Saudi Aramco has completed the 50% acquisition of Air Products Qudra’s (APQ) Saudi-based blue hydrogen subsidiary, Blue Hydrogen Industrial Gases Company (BHIG).
After agreeing on the deal last July, the partners plan to deliver low-carbon hydrogen – produced from methane with carbon capture – via pipeline to the Jubail Industrial City.
H2 View understands that the acquisition will also include options for Aramco to offtake core ammonia components hydrogen and nitrogen from BHIG.
The network, in combination with Aramco’s carbon capture and storage (CCS) hub in Jubail, will help the firm capitalise on domestic and global opportunities to diversify its energy portfolio, according to the Executive Vice President of Strategy & Corporate Development, Ashraf Al Ghazzawi.
“This joint venture is another example of the steps Aramco and APQ are taking to contribute to the development of a robust hydrogen network in the Kingdom’s Eastern Province, serving the refining, chemical and petrochemical industries,” added Ahmed Hababou, APQ Chairman.

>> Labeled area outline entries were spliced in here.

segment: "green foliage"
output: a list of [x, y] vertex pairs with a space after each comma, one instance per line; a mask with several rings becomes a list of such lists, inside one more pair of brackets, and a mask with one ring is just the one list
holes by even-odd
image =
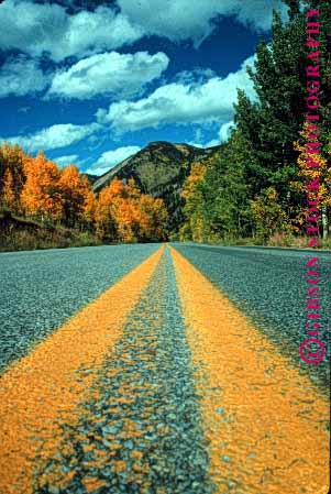
[[[302, 230], [305, 198], [296, 187], [302, 150], [296, 141], [307, 110], [306, 11], [297, 0], [285, 3], [289, 20], [284, 22], [274, 13], [272, 40], [260, 42], [254, 67], [247, 68], [256, 98], [250, 100], [239, 90], [235, 131], [218, 156], [206, 162], [203, 176], [195, 182], [190, 194], [184, 194], [181, 240], [234, 243], [235, 239], [253, 238], [266, 243]], [[320, 142], [326, 158], [330, 151], [331, 2], [312, 1], [304, 7], [320, 9]]]

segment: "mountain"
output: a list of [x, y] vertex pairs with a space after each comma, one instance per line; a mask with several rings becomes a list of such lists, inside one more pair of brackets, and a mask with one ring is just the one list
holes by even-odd
[[169, 212], [168, 230], [175, 230], [181, 221], [183, 199], [180, 193], [192, 163], [203, 162], [219, 152], [221, 146], [201, 149], [189, 144], [151, 142], [133, 156], [119, 163], [101, 175], [92, 187], [99, 193], [118, 177], [134, 178], [144, 194], [162, 198]]

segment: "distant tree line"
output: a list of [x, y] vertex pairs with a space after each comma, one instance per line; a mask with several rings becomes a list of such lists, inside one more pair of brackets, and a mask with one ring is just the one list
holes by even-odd
[[96, 196], [74, 164], [60, 169], [43, 153], [33, 157], [8, 144], [0, 147], [0, 207], [45, 228], [89, 231], [108, 242], [165, 239], [163, 200], [141, 194], [133, 179], [115, 178]]
[[[180, 240], [255, 238], [264, 242], [305, 233], [306, 13], [300, 1], [285, 3], [288, 21], [274, 12], [272, 40], [260, 42], [254, 66], [249, 68], [256, 100], [239, 90], [229, 141], [208, 163], [192, 166], [186, 180]], [[320, 207], [327, 237], [331, 210], [331, 2], [312, 0], [309, 7], [320, 9], [321, 22]]]

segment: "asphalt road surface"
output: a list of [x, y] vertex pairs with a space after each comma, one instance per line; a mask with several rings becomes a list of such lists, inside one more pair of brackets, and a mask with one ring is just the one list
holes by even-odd
[[0, 254], [0, 493], [327, 494], [327, 356], [298, 350], [308, 255]]

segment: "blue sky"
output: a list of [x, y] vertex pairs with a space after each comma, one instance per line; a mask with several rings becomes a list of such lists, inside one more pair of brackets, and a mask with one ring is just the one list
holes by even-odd
[[100, 175], [151, 141], [227, 139], [280, 0], [4, 0], [0, 141]]

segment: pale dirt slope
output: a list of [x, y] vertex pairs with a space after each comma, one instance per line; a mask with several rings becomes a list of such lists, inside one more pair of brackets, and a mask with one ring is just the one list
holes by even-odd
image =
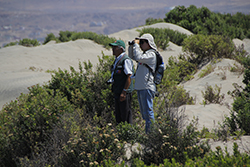
[[[178, 30], [182, 33], [191, 35], [192, 33], [173, 24], [158, 23], [151, 26], [144, 27], [158, 27], [158, 28], [171, 28]], [[123, 39], [126, 44], [129, 40], [138, 37], [139, 32], [134, 28], [130, 30], [123, 30], [114, 34], [111, 37]], [[244, 44], [245, 48], [249, 51], [250, 40], [243, 41], [235, 39], [234, 42]], [[20, 93], [27, 93], [27, 87], [35, 84], [44, 84], [51, 79], [51, 75], [46, 73], [46, 70], [57, 70], [58, 68], [69, 70], [70, 66], [78, 69], [79, 61], [91, 61], [92, 64], [98, 63], [98, 55], [102, 56], [102, 51], [105, 55], [111, 55], [111, 50], [106, 50], [103, 46], [98, 45], [90, 40], [77, 40], [67, 43], [55, 44], [50, 42], [47, 45], [27, 48], [22, 46], [13, 46], [0, 49], [0, 107], [10, 100], [15, 100]], [[169, 47], [165, 51], [161, 51], [165, 64], [170, 56], [178, 56], [182, 52], [182, 48], [170, 42]], [[190, 92], [190, 95], [196, 98], [195, 105], [183, 106], [185, 113], [189, 120], [193, 117], [199, 119], [198, 128], [201, 129], [206, 126], [210, 130], [218, 127], [218, 122], [224, 120], [224, 115], [229, 115], [233, 99], [227, 95], [228, 91], [234, 88], [233, 83], [242, 85], [242, 75], [232, 73], [229, 71], [230, 66], [234, 66], [236, 62], [224, 59], [215, 64], [215, 71], [204, 78], [199, 78], [198, 73], [194, 75], [194, 79], [182, 83], [182, 86]], [[32, 67], [33, 71], [30, 70]], [[224, 70], [223, 70], [224, 69]], [[224, 76], [224, 79], [222, 77]], [[226, 79], [225, 79], [226, 78]], [[222, 87], [222, 92], [225, 94], [225, 100], [222, 105], [209, 104], [202, 105], [202, 93], [204, 88], [208, 85], [218, 85]], [[249, 137], [244, 137], [244, 148], [250, 148]], [[226, 144], [230, 144], [229, 149], [232, 147], [232, 142], [213, 142], [211, 141], [212, 148], [221, 145], [223, 148]], [[241, 149], [244, 151], [244, 149]]]

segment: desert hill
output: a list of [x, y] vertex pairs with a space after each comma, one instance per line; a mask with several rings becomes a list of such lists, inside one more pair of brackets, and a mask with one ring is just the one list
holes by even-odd
[[[126, 43], [139, 35], [136, 31], [139, 28], [122, 30], [120, 32], [109, 35], [117, 39], [123, 39]], [[188, 30], [169, 23], [158, 23], [150, 27], [171, 28], [182, 33], [191, 35]], [[244, 44], [248, 52], [250, 52], [250, 40], [243, 41], [235, 39], [236, 45]], [[170, 42], [169, 47], [161, 51], [165, 63], [170, 56], [177, 56], [182, 52], [180, 46]], [[105, 55], [111, 55], [111, 50], [105, 49], [103, 46], [94, 43], [93, 41], [81, 39], [70, 41], [67, 43], [53, 43], [38, 47], [27, 48], [23, 46], [12, 46], [0, 49], [0, 107], [5, 103], [15, 100], [20, 93], [27, 93], [27, 87], [35, 84], [46, 84], [50, 80], [51, 75], [47, 70], [57, 70], [58, 68], [69, 70], [70, 66], [78, 69], [79, 61], [91, 61], [94, 65], [98, 63], [98, 55], [102, 52]], [[199, 78], [199, 72], [194, 78], [186, 83], [182, 83], [184, 89], [190, 92], [190, 95], [196, 98], [195, 105], [182, 106], [188, 116], [188, 120], [193, 117], [199, 119], [198, 128], [203, 126], [212, 129], [218, 127], [218, 122], [222, 122], [225, 115], [229, 115], [230, 106], [233, 102], [232, 97], [227, 95], [228, 91], [234, 88], [233, 83], [242, 85], [242, 74], [232, 73], [228, 68], [234, 66], [237, 62], [229, 59], [222, 59], [215, 64], [214, 72], [209, 75]], [[205, 68], [205, 67], [203, 67]], [[202, 104], [202, 93], [206, 84], [218, 85], [222, 87], [222, 92], [225, 94], [225, 99], [222, 105], [219, 104]], [[244, 137], [244, 144], [250, 148], [249, 137]], [[239, 141], [240, 142], [240, 141]], [[214, 143], [219, 145], [222, 142]], [[225, 144], [225, 143], [224, 143]], [[229, 148], [230, 149], [230, 148]]]

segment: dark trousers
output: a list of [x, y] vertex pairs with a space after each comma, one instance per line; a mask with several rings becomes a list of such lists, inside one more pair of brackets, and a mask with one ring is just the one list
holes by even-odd
[[127, 93], [126, 99], [120, 101], [120, 95], [115, 95], [115, 118], [116, 123], [127, 122], [132, 124], [132, 109], [131, 109], [132, 93]]

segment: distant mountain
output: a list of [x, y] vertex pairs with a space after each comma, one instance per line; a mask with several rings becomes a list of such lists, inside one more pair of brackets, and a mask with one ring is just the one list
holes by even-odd
[[0, 0], [0, 47], [23, 38], [43, 42], [49, 33], [92, 31], [111, 34], [164, 18], [177, 5], [206, 6], [222, 13], [249, 13], [250, 1], [238, 0]]

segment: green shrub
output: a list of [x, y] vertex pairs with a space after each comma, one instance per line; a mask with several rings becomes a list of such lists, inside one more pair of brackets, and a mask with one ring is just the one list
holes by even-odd
[[212, 73], [215, 69], [215, 66], [209, 64], [205, 69], [201, 70], [201, 72], [199, 73], [199, 77], [200, 78], [203, 78], [205, 77], [206, 75]]
[[29, 94], [22, 94], [3, 108], [0, 113], [2, 164], [15, 164], [18, 157], [29, 157], [46, 145], [54, 124], [64, 113], [72, 112], [66, 98], [60, 93], [52, 94], [52, 90], [36, 85], [29, 88]]
[[176, 6], [164, 18], [165, 22], [182, 26], [194, 34], [222, 35], [231, 39], [249, 36], [249, 20], [249, 14], [220, 14], [211, 12], [207, 7], [197, 8], [194, 5], [187, 8]]
[[203, 157], [209, 150], [206, 143], [198, 144], [200, 141], [199, 132], [196, 131], [196, 121], [184, 128], [184, 115], [173, 108], [157, 115], [150, 133], [142, 142], [144, 146], [142, 153], [140, 156], [135, 156], [141, 157], [145, 164], [159, 165], [164, 159], [172, 158], [185, 163], [187, 157], [191, 159]]
[[125, 153], [111, 124], [82, 127], [67, 143], [62, 158], [65, 166], [103, 165], [104, 160], [117, 161]]

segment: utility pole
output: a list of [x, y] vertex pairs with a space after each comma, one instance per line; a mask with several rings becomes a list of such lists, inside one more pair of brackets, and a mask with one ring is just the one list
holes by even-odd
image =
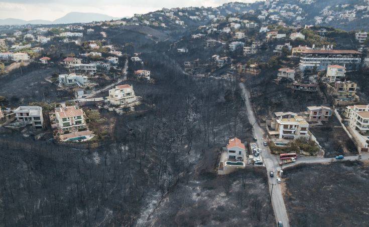
[[270, 192], [270, 201], [269, 201], [269, 202], [270, 203], [272, 203], [272, 195], [273, 193], [273, 186], [274, 186], [274, 184], [272, 184], [272, 191]]

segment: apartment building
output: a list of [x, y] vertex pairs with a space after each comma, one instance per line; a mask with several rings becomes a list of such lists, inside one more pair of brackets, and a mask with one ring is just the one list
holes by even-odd
[[214, 47], [216, 45], [216, 40], [206, 40], [206, 47]]
[[336, 81], [344, 78], [346, 73], [346, 68], [338, 65], [333, 65], [327, 68], [327, 78], [329, 83], [334, 83]]
[[367, 32], [358, 32], [355, 33], [355, 38], [360, 44], [363, 44], [365, 41], [367, 39]]
[[93, 75], [97, 71], [95, 64], [76, 64], [70, 65], [70, 68], [75, 72], [89, 75]]
[[238, 138], [230, 139], [226, 146], [228, 159], [231, 160], [243, 160], [246, 149], [244, 144]]
[[287, 78], [295, 80], [295, 70], [288, 68], [282, 68], [278, 70], [278, 79]]
[[355, 145], [361, 151], [368, 151], [369, 141], [369, 104], [346, 107], [344, 112], [348, 121], [347, 130]]
[[332, 116], [332, 109], [324, 106], [308, 106], [306, 115], [308, 121], [328, 121]]
[[43, 57], [42, 58], [40, 59], [40, 62], [41, 63], [41, 64], [48, 64], [49, 63], [49, 62], [51, 60], [51, 58], [49, 58], [48, 57]]
[[271, 122], [271, 128], [274, 131], [268, 132], [269, 134], [279, 139], [295, 139], [309, 137], [309, 123], [302, 117], [291, 112], [275, 113]]
[[66, 58], [63, 60], [63, 64], [68, 66], [71, 66], [72, 65], [81, 64], [81, 59], [78, 59], [77, 58], [73, 58], [71, 57]]
[[136, 98], [133, 87], [128, 84], [117, 86], [109, 90], [109, 101], [113, 106], [127, 104], [136, 101]]
[[12, 60], [15, 62], [23, 62], [30, 60], [30, 56], [25, 53], [15, 53], [12, 56]]
[[55, 118], [58, 128], [62, 132], [72, 132], [86, 128], [84, 113], [78, 106], [56, 108]]
[[42, 128], [44, 118], [41, 107], [20, 106], [14, 110], [14, 112], [18, 121], [26, 125], [32, 125], [34, 128]]
[[299, 32], [297, 32], [291, 34], [291, 35], [290, 35], [290, 39], [292, 40], [295, 40], [296, 39], [301, 39], [302, 40], [304, 40], [305, 36]]
[[300, 69], [325, 70], [331, 65], [345, 65], [348, 70], [355, 70], [360, 66], [361, 53], [354, 50], [305, 50], [301, 52]]
[[5, 49], [7, 48], [7, 44], [5, 43], [5, 40], [0, 39], [0, 49]]
[[136, 75], [136, 76], [141, 78], [144, 78], [147, 80], [150, 79], [151, 74], [151, 72], [149, 70], [137, 70], [135, 72], [135, 75]]
[[238, 48], [242, 50], [244, 46], [244, 43], [241, 42], [232, 42], [229, 45], [229, 51], [235, 51]]
[[311, 48], [308, 47], [307, 46], [301, 46], [299, 45], [298, 47], [294, 47], [292, 48], [292, 56], [299, 56], [301, 53], [305, 50], [311, 50]]
[[61, 86], [82, 87], [88, 82], [87, 77], [76, 75], [75, 73], [70, 74], [61, 74], [58, 77], [59, 84]]

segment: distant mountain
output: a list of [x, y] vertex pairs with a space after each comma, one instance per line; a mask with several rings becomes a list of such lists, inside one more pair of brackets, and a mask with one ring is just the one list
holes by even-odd
[[119, 19], [101, 14], [72, 12], [56, 19], [53, 22], [53, 24], [87, 23], [93, 21], [105, 21]]
[[101, 14], [72, 12], [54, 21], [43, 20], [25, 21], [15, 18], [0, 19], [0, 25], [26, 25], [28, 24], [31, 25], [51, 25], [57, 24], [87, 23], [93, 21], [110, 21], [111, 20], [118, 20], [119, 19]]

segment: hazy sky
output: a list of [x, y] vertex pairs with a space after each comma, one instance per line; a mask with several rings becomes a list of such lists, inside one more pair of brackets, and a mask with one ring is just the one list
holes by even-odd
[[[98, 13], [116, 17], [132, 16], [163, 7], [215, 7], [236, 0], [0, 0], [0, 19], [53, 21], [68, 13]], [[238, 0], [252, 2], [255, 0]]]

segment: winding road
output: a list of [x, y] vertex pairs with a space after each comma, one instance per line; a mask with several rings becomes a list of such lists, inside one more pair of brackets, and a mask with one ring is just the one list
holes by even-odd
[[[261, 155], [263, 156], [264, 163], [267, 167], [267, 170], [268, 172], [269, 172], [270, 171], [273, 171], [276, 173], [278, 170], [281, 169], [278, 159], [276, 156], [274, 156], [271, 154], [269, 147], [264, 146], [264, 132], [259, 123], [256, 121], [255, 114], [254, 112], [253, 107], [250, 103], [250, 94], [246, 89], [244, 84], [242, 83], [239, 83], [239, 87], [242, 89], [245, 98], [244, 103], [246, 106], [249, 121], [251, 123], [256, 122], [253, 128], [253, 133], [254, 136], [258, 139], [258, 141], [257, 141], [258, 146], [260, 148], [264, 148], [263, 149], [264, 150], [263, 152], [262, 152]], [[276, 221], [277, 222], [280, 221], [282, 221], [284, 226], [289, 226], [288, 215], [287, 215], [287, 211], [286, 209], [285, 202], [282, 194], [281, 184], [277, 183], [277, 177], [271, 177], [269, 174], [268, 174], [268, 182], [269, 184], [269, 191], [272, 193], [272, 205], [274, 210], [274, 216], [276, 217]], [[273, 191], [272, 191], [272, 187]]]

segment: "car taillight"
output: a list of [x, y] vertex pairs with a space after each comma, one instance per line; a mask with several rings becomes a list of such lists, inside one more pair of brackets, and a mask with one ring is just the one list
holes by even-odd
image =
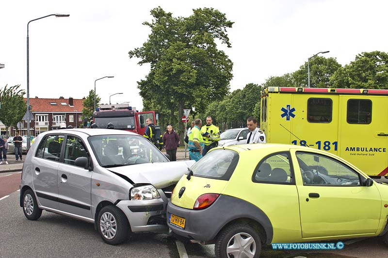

Saudi Arabia already consumes 2.5 million tonnes of hydrogen across refineries, steel, ammonia, and methanol. It’s reportedly eyeing 4 million tonnes of low-carbon production annually by 2035.
KAPSARC forecasts Saudi blue hydrogen could hit $1.13/kg by 2030, undercutting green hydrogen at $1.48/kg – if CCS and electrolyser costs keep falling.